Direct observation of Cu, Zn cation disorder in Cu2ZnSnS4 solar cell absorber material using aberration corrected scanning transmission electron microscopy

ABSTRACT Chemical analysis of individual atom columns was carried out to determine the crystal structure and local point defect chemistry of Cu2ZnSnS4. Direct evidence for a nanoscale composition inhomogeneity, in the form of Zn enrichment and Cu depletion, was obtained. The lateral size of the composition inhomogeneity was estimated to be between ~1.5 and 5 nm. Photoluminescence confirmed the presence of a broad donor–acceptor transition consistent with the observed cation disorder. Areas of relatively high concentration of ZnCu+ antisite atom donors locally increases the electrostatic potential and gives rise to band bending. Troughs in the conduction band and peaks in the valence band are ‘potential wells’ for electrons and holes, respectively. For a solar cell, these prevent minority carrier electrons from diffusing towards the edge of the space charge region, thereby reducing the carrier separation efficiency as well as reducing the carrier collection efficiency of majority carrier holes.
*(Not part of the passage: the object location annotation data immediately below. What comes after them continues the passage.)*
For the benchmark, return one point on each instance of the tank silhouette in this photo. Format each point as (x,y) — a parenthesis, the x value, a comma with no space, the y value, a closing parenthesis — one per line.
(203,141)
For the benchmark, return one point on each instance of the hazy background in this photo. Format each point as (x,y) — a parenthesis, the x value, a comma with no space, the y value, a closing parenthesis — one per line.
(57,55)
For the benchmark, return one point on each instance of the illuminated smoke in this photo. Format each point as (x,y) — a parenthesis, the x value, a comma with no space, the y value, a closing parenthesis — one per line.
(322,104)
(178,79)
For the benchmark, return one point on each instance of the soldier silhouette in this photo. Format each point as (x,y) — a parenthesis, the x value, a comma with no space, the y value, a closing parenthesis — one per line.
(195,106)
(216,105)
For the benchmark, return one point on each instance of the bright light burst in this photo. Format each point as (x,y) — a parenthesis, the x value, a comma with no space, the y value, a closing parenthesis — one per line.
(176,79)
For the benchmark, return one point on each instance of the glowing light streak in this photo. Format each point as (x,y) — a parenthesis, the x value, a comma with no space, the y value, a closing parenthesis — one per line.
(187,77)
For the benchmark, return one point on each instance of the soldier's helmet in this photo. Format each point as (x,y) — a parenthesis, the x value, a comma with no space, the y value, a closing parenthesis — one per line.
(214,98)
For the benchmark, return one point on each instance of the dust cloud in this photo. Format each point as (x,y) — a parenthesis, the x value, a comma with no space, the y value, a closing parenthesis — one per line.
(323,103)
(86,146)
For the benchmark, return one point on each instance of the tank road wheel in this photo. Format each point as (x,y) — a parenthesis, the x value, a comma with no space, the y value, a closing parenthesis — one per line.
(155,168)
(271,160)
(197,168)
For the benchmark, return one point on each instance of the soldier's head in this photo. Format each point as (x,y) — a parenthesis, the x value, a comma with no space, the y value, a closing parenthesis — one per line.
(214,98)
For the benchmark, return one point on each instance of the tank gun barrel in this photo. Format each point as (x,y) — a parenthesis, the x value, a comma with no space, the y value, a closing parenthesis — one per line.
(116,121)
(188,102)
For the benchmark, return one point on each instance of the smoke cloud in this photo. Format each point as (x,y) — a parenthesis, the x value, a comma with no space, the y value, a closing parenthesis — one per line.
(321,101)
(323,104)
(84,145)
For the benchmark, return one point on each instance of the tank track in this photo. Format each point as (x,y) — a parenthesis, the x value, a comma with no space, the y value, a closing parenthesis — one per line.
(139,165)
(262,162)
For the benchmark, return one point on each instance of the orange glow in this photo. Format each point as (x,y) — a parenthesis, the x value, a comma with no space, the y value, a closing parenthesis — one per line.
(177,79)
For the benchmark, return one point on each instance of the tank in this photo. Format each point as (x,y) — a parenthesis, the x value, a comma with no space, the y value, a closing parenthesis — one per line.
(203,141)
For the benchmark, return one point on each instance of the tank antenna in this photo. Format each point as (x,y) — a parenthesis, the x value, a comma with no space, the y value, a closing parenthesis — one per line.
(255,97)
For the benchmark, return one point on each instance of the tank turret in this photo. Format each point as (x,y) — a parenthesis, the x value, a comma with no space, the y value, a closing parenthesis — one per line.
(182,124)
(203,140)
Furthermore, electrons and holes ‘trapped’ within potential wells in close proximity have a high probability of recombining, so that the carrier lifetime is also reduced. High quality Cu2ZnSnS4 crystals free from composition inhomogeneities are therefore required for achieving high efficiency solar cell devices. Copyright © 2012 John Wiley & Sons, Ltd. Aberration corrected scanning transmission electron microscopy is used to investigate Cu, Zn cation disorder in Cu2ZnSnS4 by measuring the composition of individual atom columns. A nanoscale composition inhomogeneity is observed with a high concentration of ZnCu+ donors. The spatially fluctuating electrostatic potential gives rise to potential wells in the electronic band structure. Deep potential wells reduce the carrier separation and collection efficiencies of solar cells. Chemically homogeneous Cu2ZnSnS4 material is therefore required for producing high‐efficiency devices.